There is -replace_unk , but it works not so perfect - sometimes it puts wrong src word.
Some people recomended to use subword tokenization.
I tried opennmttok tokenization - sentencepiece unigram and BPE.
But it doesn’t create <unk> tokens in the output.
So, what am I doing wrong?
Maybe there is the way to make translate.py do not translate some words?
For example, sentencepiece have placeholders (or protected sequences): sequence of characters delimited by ⦅ and ⦆ that should not be segmented.
Maybe we can use it someway?
There is -replace_unk , but it works not so perfect - sometimes it puts wrong src word.
It seems that -replace_unk only works with the LTMS and RNN architectures.
But it doesn’t create <unk> tokens in the output.
The big benefit of byte pair encoding is that you don’t have any unknown words.

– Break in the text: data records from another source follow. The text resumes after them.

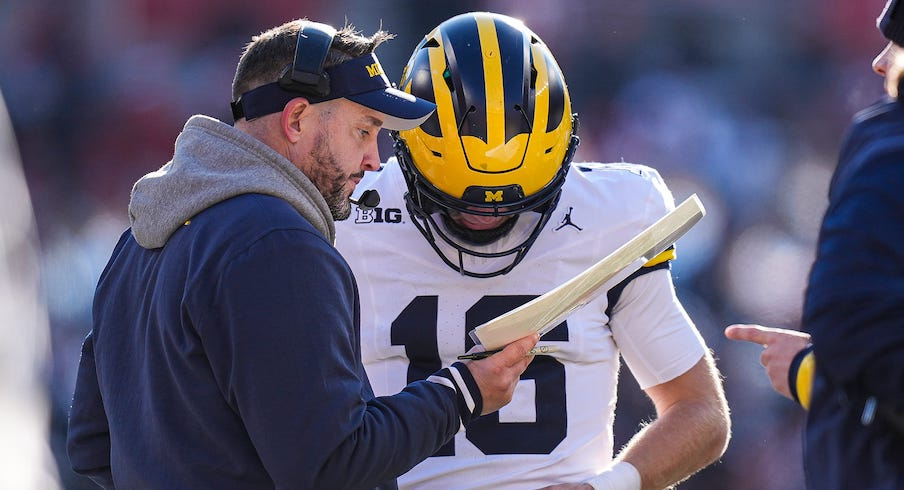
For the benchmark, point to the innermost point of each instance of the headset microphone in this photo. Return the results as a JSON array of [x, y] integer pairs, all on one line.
[[369, 199]]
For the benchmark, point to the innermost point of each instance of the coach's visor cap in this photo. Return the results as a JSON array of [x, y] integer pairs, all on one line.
[[360, 80]]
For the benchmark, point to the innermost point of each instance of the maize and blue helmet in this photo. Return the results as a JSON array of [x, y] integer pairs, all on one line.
[[501, 138]]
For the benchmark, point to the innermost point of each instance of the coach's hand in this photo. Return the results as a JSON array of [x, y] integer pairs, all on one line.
[[497, 375], [779, 348]]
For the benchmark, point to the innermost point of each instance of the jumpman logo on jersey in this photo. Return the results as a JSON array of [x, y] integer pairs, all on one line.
[[566, 221]]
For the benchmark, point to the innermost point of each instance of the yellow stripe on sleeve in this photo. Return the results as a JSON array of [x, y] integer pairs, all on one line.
[[804, 379], [663, 257]]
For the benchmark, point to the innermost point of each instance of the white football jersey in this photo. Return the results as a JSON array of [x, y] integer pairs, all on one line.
[[416, 313]]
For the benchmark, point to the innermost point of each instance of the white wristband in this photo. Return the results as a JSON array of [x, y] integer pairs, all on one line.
[[622, 476]]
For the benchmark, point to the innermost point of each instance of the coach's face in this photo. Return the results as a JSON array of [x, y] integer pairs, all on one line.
[[336, 142]]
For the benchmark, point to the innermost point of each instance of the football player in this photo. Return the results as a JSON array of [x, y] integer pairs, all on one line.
[[482, 210]]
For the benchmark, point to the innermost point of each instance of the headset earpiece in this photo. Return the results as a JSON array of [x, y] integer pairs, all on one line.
[[306, 75]]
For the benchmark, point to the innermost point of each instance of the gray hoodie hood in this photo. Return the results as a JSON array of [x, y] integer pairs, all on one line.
[[213, 162]]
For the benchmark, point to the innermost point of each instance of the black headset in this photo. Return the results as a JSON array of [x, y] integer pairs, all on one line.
[[306, 75]]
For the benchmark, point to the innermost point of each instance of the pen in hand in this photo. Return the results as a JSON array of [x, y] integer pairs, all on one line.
[[540, 349]]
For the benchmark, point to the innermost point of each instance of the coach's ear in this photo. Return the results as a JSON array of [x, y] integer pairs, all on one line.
[[295, 118]]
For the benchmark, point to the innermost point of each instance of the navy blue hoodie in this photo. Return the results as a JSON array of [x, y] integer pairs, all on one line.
[[854, 310], [225, 348]]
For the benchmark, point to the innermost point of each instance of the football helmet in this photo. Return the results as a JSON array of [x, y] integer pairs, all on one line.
[[499, 143]]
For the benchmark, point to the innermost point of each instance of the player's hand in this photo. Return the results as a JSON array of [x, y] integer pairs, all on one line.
[[780, 347], [497, 375]]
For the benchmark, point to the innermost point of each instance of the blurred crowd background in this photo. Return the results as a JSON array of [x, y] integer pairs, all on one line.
[[741, 102]]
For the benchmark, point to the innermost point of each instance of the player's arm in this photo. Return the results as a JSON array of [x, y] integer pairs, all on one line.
[[691, 429], [787, 358], [671, 363]]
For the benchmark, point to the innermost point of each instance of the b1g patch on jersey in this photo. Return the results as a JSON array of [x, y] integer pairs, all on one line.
[[569, 220], [378, 215]]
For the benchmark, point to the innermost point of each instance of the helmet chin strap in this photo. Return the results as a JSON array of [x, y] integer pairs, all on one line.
[[478, 237]]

Which words shouldn’t be translated? You could try to mark those words over the additional input feature. The training data should be appropriated labeled. If your model translates in both directions and has a shared vocabulary between both languages, then the training data could be mixed with full marked copied monolingual data which improves “accuracy on named entities and other words that should remain identical between the source and target languages” (cited from Copied Monolingual Data Improves Low-Resource Neural MachineTranslation by Anna Currey, Antonio Valerio Miceli Barone and Kenneth Heafield). This approach doesn’t force the retention but the proper copy attention architecture could yield good results.
i tried this with my RNN model - sometimes it replaces <unk> wrong.
And in context of OpenNMT-py - RNN and LSTM is the same thing, right? -encoder_type and -decoder_type has only rnn option.
I thought about names, numbers, some rare specific words. Now I don’t have numbers in my train set, because I don’t know how to process it.
Mobile data services are suspended in some parts of Delhi close to protest sites.
Услуги мобильных служб <unk> в некоторых частях дели близки к <unk> сайтам.
Услуги мобильных служб suspended в некоторых частях дели близки к sites сайтам.
Here we can see that -replace_unk replaced:
“suspended” - correctly
“protest” - “sites”, so as a result we can see “sites сайтам” (same word) in the end of the sentence.
And I am not sure why it doesn’t know word “protest”, if I input just one word “protest” it translates correctly.